I could stitch directly into my top as well. It integrates better into the background, but it tends to distort things. If an image is under three inches square, I may well embroider right on the surface.

frog cut out and ready to go

But if it’s a big enough image, It’s better done on a separate sandwich of felt, Tear Away, Totally Stable and suitable hand dye to match. It can be appliqued onto the surface and will look like it belongs perfectly

Don’t be afraid to be upside down. Bobbin work makes the most impressive images quickly and easily.

Another Fine Mess: Globbing: What’s on Your Floor?

Dragonflyl Mountain

What’s on my studio floor? Thread! I collect large wads of thread ends. It’s just what happens when you’re embroidering by machine. It’s everywhere, but it pools it places on the floor. It is pretty It seems like a waste, but like most things, it doesn’t have to be.

Threads

Let’s be clear about this. You can save all your thread ends, if you want. But they aren’t all the same. The threads you sewed your jeans with are probably not going to be pretty in an art quilt, unless you want a pretty rough looking texture. I save thread ends that are either poly or rayon, or more wonderfully thick#8 metallic like Candelight, Razzel Dazzel or Glamour. Or Sliver like threads. For me, this is all about the shine.

Nesting Ladies

What does that do for your quilt? It makes a floor of it’s own. Nature is messy. There’s all kinds of bits of things, on the forest floor, or at the bottom of a pond. A nice blob of thread looks a lot like that. It puts in a bottom without a hard line.

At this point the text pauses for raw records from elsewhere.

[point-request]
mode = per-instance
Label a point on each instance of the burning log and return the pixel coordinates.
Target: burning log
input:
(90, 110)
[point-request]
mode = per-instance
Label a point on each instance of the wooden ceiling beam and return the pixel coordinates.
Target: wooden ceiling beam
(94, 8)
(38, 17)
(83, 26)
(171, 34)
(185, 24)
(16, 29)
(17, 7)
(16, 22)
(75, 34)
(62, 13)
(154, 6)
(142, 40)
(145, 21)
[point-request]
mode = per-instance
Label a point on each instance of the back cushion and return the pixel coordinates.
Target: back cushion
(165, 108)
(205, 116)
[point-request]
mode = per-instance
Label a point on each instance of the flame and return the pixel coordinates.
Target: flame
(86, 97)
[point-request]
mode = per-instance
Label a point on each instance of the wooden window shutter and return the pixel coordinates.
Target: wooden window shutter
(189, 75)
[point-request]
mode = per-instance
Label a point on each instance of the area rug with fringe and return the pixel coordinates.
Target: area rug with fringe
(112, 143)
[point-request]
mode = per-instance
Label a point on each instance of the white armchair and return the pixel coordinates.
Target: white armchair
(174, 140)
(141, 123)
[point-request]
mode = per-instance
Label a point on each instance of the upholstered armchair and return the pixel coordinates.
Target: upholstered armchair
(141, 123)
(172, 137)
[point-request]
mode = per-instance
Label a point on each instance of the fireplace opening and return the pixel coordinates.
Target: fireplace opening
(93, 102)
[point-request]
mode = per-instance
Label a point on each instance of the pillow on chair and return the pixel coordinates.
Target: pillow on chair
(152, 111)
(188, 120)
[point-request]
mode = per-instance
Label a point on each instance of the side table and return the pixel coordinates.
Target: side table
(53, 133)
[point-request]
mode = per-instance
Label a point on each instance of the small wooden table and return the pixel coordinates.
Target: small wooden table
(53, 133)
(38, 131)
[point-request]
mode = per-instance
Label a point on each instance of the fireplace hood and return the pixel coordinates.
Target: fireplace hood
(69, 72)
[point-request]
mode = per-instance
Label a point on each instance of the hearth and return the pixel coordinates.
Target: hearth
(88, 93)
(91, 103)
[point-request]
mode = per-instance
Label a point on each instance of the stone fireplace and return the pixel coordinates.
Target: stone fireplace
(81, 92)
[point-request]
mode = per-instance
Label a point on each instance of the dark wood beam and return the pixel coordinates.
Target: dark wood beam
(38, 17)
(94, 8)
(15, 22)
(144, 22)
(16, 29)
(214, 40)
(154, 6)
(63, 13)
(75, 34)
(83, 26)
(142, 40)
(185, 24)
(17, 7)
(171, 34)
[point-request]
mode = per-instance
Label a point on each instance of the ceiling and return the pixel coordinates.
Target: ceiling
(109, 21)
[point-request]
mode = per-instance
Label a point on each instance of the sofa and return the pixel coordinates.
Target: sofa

So you have this wonderful glob of thread. It’s pretty. You want it on your quilt. How are you going to stick it on?

Angelina moon

You can glue it. Steam a Seam will hold it down. You can trap in angelina fiber. It’s a beautiful addition to a moon.

You still have to stitch it down. If you try to just stitch it down with a darning foot, it will trap your foot and make you crazy. It makes me crazy.

My best answer is to put something over it. Some folk use tulle. It dulls the colors. I prefer using a corn starch film, like Aquafilm or Solvy. I pin it over the glob, and stitch it down. When you’re finished, spritz it with water until it disappears. Problem solved.

Hunters Moon 2

Globbing makes a beautiful addition to a quilt. And it uses up all that pretty thread.